Besic milislerinden devrimin ilk yıllarındaki gibi iç güvenliği kontrol altına almalarını istemesi Hamaney’in güvenlik kaygılarını doğrulayan başka bir örnek.

Hamaney’in, bu yaklaşımıyla ilerleyen günlerde farklı sokak hareketleri ihtimaline karşın güvenlik önlemlerinin acil duruma getirilmesini istediği anlaşılıyor. 

Ayetullah Ali Hamaney’in gösterilerin başlamasından iki gün sonra, 17 Kasım’da Cumhurbaşkanı Hasan Ruhani ve kabinesinin düzenlediği güvenlik toplantısına katılarak sarf ettiği sözler gösterilere ilişkin hissettiği güvenlik kaygısına en çarpıcı örnek olabilir.

Reuters’in haberine göre, güvenlik toplantısında Ruhani yönetimini olaylarla başa çıkamadığı için sert bir şekilde eleştiren Hamaney, “İslam Cumhuriyeti’nin bekası tehlikede. Sona erdirmek için ne gerekiyorsa yapın. Emrediyorum!” sözleriyle gösterilerin bir an önce bastırılmasını emretti.

Öte yandan Hamaney’in, şahsına ait posterlerin ve Tahran’ın güneyindeki Şehriyar kent meydanında bulunan Ayetullah Humeyni’nin yüzüğüne ait heykelinin göstericiler tarafından yakılmasına çok hiddetlendiği iddia edildi.
 


Devrim Muhafızları Ordusu: 48 saat boyunca savaştık

İran’da gerçekleşen son gösterilerin ülke güvenliği açısından sebep olduğu endişenin büyüklüğünü askeri yetkililerin vermiş olduğu demeçlerden anlamak mümkün.

Örneğin İran Devrim Muhafızları Genel Komutanı Hüseyin Selami, benzin zammı protestolarına tepki amacıyla başkent Tahran'da düzenlenen gösteri mitinginde yaptığı konuşmada, yaşanan son olayları "savaş" olarak nitelendirdi.

Selami, "Büyük bir uluslararası savaştayız.

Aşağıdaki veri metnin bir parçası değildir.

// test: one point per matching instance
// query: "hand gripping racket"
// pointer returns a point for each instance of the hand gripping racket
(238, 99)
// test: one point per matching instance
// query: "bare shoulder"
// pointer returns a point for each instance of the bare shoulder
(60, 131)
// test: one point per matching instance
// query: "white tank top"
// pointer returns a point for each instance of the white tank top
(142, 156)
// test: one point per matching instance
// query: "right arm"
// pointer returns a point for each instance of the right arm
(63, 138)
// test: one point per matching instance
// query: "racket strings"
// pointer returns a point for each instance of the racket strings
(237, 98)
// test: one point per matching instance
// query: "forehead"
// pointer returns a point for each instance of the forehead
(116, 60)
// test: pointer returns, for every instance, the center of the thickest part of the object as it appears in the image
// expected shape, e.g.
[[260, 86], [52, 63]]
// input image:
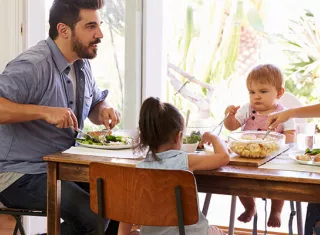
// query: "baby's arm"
[[231, 123], [218, 158], [289, 130], [290, 136], [124, 228]]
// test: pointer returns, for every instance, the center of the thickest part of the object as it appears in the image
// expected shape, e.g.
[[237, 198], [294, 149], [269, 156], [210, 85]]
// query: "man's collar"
[[59, 59]]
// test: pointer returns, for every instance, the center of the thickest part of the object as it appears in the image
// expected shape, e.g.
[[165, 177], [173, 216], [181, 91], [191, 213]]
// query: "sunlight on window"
[[212, 45]]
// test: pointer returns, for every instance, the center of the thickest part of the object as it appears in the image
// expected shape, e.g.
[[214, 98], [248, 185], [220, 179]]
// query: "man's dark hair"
[[67, 12]]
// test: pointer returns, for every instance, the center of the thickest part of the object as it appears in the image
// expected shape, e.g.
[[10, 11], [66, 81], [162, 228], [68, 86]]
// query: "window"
[[216, 43]]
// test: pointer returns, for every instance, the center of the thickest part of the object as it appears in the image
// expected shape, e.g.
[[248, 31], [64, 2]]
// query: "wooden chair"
[[143, 196], [17, 214]]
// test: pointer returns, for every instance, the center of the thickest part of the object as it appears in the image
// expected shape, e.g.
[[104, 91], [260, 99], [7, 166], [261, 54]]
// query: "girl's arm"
[[290, 136], [218, 158], [124, 228]]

Sokaklarımızda başlayan savaşın senaryosu uluslararası boyuta sahipti. Bu savaş tamamlandı. Düşmanın hiçbir adımını cevapsız ve intikamsız bırakmayacağız" ifadelerini kullandı.

Savaş tabiri, gösterilerin askeri kaynaklara göre ülke güvenliği açısından ne denli büyük bir kaygıya sebep olduğunu anlamamıza yardımcı olabilir. 

Benzer şekilde, İran Devrim Muhafızları Komutan Vekili Ali Fedevi, Tahran’daki Sahibüzzaman özel güvenlik birimi üyelerine hitaben gerçekleştirdiği konuşmasında, ”İlk gün 28 eyalette gösteri vardı, 48 saat boyunca savaştık ve gösterileri bastırdık. Gösteriler Kerbelayi – 4 operasyonunu hatırlatıyordu” açıklamasında bulundu.

Yaşanan son gösterilerin Devrim Muhafızları Ordusu’nun üst düzey komutanına Kerbelayi – 4 operasyonunu hatırlatması son olayların güvenlik açısından ciddi riskler taşıdığını gösteriyor.

Zira İran-Irak savaşında Basra kentini ele geçirmek amacıyla Devrim Muhafızları Ordusu’nun komutasında gerçekleştirilen Kerbelayi -4 operasyonu 5 bin İran askerinin hayatına mal olarak başarısızlıkla sonuçlanmıştı.

Bu operasyon Devrim Muhafızları Ordusu tarihine bir hezimet olarak geçmişti.


Besic Güçleri: Son gösteriler tam anlamıyla bir savaş gibiydi

Benzer bir ifadeye Besic Örgütü Operasyonlar Birim Komutanı Salar Abnuş’un açıklamaları örnek gösterilebilir.

Abnuş, Hamedan kentinde gerçekleştirdiği konuşmasında, “Son gösteriler tam anlamıyla bir savaş gibiydi” ifadelerini kullandı.

Devrim Muhafızları Ordusu’nun paramiliter örgütü Besic Komutanı’nın yaşanan gösteriler için “savaş” tabirini kullanması İran askeri kaynaklarının söz konusu gösterileri güvenlik açısından ne denli kaygılı gördüklerine işaret ediyor.

Abnuş, gösterilerin sona erdirilmesini ise bir mucize olarak nitelendirdi. Diğer taraftan İran Silahlı Kuvvetler Yargı Kurumu Başkanı Muhammed Mahmudi ise son gösterileri “şehir savaşları”na benzetti.

Güvenlik güçlerinin gösterilere müdahale şekli de askeri yetkililerin son olayları “savaş”, göstericileri ise “düşman” olarak nitelendirmesindeki ciddiyetini ortaya koyuyor.

Nitekim olaylara dair paylaşılan birçok videoda Besic milisleri ve güvenlik güçlerinin göstericilere gerçek mermiyle müdahale ettiği görülüyor. 

Nitekim birçok kamu binası, benzin istasyonu, banka şubesi ve polis merkezinin göstericiler tarafından ateşe verildiği görüntüler gösterilerin şehir merkezlerinde büyük bir kaosa sebep olduğunu gösteriyor.

Gösterilerde çevreye verilen bu ağır zarar ile sisteme, velayet-i fakihe ve Hamaney’in şahsına yönelik atılan sloganlar da eylemcilerin önceki gösterilere kıyasla radikalleştiğine işaret etmekte. 

Göstericilerin bu beklenmeyen derin öfkesi de Hamaney’in beka kaygısı ve eylemlerin askeri yetkililerce  “savaş” olarak nitelendirmesinde etki etmiş olabilir.